Nearly four in 10 American men have experimented with their looks during the pandemic

·3-min read

Bald is beautiful: Over half of men have shaved their hair off completely after receiving the worst haircut of their lives during the pandemic, according to new research.

The survey of 2,000 American men found 45% of them have experienced a bad haircut in the last year, and 57% of them hated it so much, they took drastic measures by buzzing it all off.

Forty-two percent of respondents took advantage of their time off during quarantine by experimenting with their looks, which included trying different hairstyles (61%), new clothing styles (52%) and growing out their beards (40%).

Four out of five (82%) deemed their experiments successful and said they'll keep their new makeover post-pandemic.

Commissioned by GAINSWave and conducted by OnePoll, the study also revealed two in three men had moments in their lives that made them feel insecure about themselves.

Some insecurities that men have endured are weight gain (46%), quality of life (41%) and sexual performance (37%). Others said they felt insecure in areas such as hygiene, sexual and gender identity, and social anxiety.

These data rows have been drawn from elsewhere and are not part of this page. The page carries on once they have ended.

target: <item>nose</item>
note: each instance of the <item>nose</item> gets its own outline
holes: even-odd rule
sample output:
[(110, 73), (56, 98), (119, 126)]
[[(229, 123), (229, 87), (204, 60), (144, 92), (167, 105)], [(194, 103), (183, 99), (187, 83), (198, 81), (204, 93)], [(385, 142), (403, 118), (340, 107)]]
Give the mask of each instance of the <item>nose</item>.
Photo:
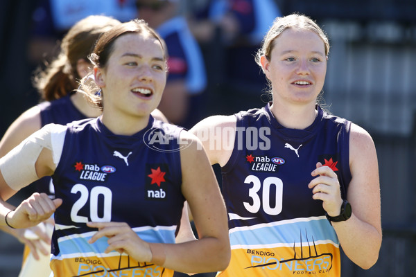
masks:
[(138, 68), (137, 71), (137, 78), (141, 82), (152, 82), (153, 80), (152, 70), (150, 66), (143, 64)]
[(307, 75), (311, 73), (311, 71), (309, 70), (308, 61), (306, 60), (302, 59), (300, 60), (299, 67), (297, 68), (297, 74), (303, 75)]

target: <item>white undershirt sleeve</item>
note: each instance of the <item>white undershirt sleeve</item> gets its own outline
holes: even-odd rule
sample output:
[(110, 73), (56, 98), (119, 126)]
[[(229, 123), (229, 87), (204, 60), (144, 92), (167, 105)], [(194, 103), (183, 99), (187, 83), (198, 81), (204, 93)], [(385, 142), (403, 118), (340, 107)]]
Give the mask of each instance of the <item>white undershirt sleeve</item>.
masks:
[(19, 190), (37, 180), (35, 164), (44, 148), (52, 151), (53, 163), (59, 163), (67, 127), (49, 124), (35, 132), (0, 159), (0, 171), (7, 184)]

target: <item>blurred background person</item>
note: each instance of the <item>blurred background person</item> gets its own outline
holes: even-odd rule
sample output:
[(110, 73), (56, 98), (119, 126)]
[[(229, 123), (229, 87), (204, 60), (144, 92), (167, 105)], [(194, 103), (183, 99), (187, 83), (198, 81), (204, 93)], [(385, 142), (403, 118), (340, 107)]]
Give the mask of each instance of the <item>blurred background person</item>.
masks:
[(281, 15), (279, 6), (275, 0), (203, 2), (187, 18), (205, 53), (212, 102), (218, 104), (209, 112), (262, 107), (259, 91), (266, 82), (252, 57), (271, 23)]
[(180, 0), (136, 0), (137, 17), (144, 19), (165, 40), (168, 75), (159, 109), (169, 121), (190, 129), (202, 118), (207, 86), (200, 46), (181, 14)]

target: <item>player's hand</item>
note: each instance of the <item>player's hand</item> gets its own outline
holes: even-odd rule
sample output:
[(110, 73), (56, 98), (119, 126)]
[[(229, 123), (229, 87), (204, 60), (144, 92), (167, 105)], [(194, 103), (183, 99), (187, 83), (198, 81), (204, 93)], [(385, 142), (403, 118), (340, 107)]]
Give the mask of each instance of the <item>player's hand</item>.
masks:
[(89, 240), (89, 243), (94, 243), (103, 237), (108, 238), (108, 247), (105, 253), (115, 250), (120, 253), (125, 252), (138, 262), (150, 262), (152, 260), (149, 244), (139, 238), (127, 223), (87, 222), (87, 226), (98, 229), (98, 231)]
[(52, 200), (46, 193), (35, 193), (8, 213), (7, 222), (14, 228), (33, 227), (51, 217), (62, 204), (60, 199)]
[(311, 175), (318, 176), (308, 185), (313, 193), (312, 198), (322, 200), (322, 207), (330, 216), (339, 215), (343, 199), (336, 174), (329, 167), (317, 163)]

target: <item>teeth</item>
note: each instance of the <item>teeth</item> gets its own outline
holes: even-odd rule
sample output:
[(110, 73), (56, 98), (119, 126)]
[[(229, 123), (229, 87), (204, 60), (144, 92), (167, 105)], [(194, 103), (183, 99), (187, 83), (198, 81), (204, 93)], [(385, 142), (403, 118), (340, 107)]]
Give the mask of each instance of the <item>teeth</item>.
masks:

In the bedroom, over a third (35%) of men struggle to get turned on, and 37% struggle to admit they're having sexual performance issues.

Close to half (48%) said not being able to satisfy their partner in bed makes them feel depressed, and for 32%, the pandemic has made their libido to be worse than ever.

Even though 35% said bad sex took a toll on their relationships, only 38% of men have actually spoken with their partners about their sexual insecurities.

Aside from feeling low during sex, four in 10 revealed they compensated for their insecurities on a regular basis since 53% said their self-confidence has been at an all-time low during lockdown.

Men recalled doing anything to feel more secure — from applying homemade acne remedies that failed, to buying new and expensive cars.

"Men suffer from all kinds of insecurities, with erectile dysfunction being one of them. Taking supplements or PDE-5 inhibitors (pills) are the most common go-to short-term solutions for men experiencing erectile dysfunction. However, there is a critical third element that is often overlooked: the pipes," said urologist Dr. Judson Brandeis of GAINSWave. "Men need to pay attention to the underlying causes of ED and how to remedy them, which is overall increasing the flow of blood to the penis. Extracorporeal shockwave therapy is the better, long-term solution because it focuses on not only cleaning out the pipes, but creating new blood vessels to deliver more blood."

More than half (53%) of men said they want to overcome and embrace their insecurities, but don't know where to start. Fifty-four percent have already started their journey.

Overall, 43% of men have taken the past year to reset themselves, and many have changed their diets (56%), improved their mental health (53%), and physical appearance (52%).

"In the past year, we've seen men with a lot of time to themselves. Some may have gotten into better shape, some may have started new jobs, but among these acts, we've seen a lot of men start to embrace their insecurities and grow from them," said Urologist, Dr. Bruce B. Sloane. "Facing ED head-on is just one way to grow out of insecurities. Every man needs to learn it's okay to accept outside help. That's exactly what we exist to do."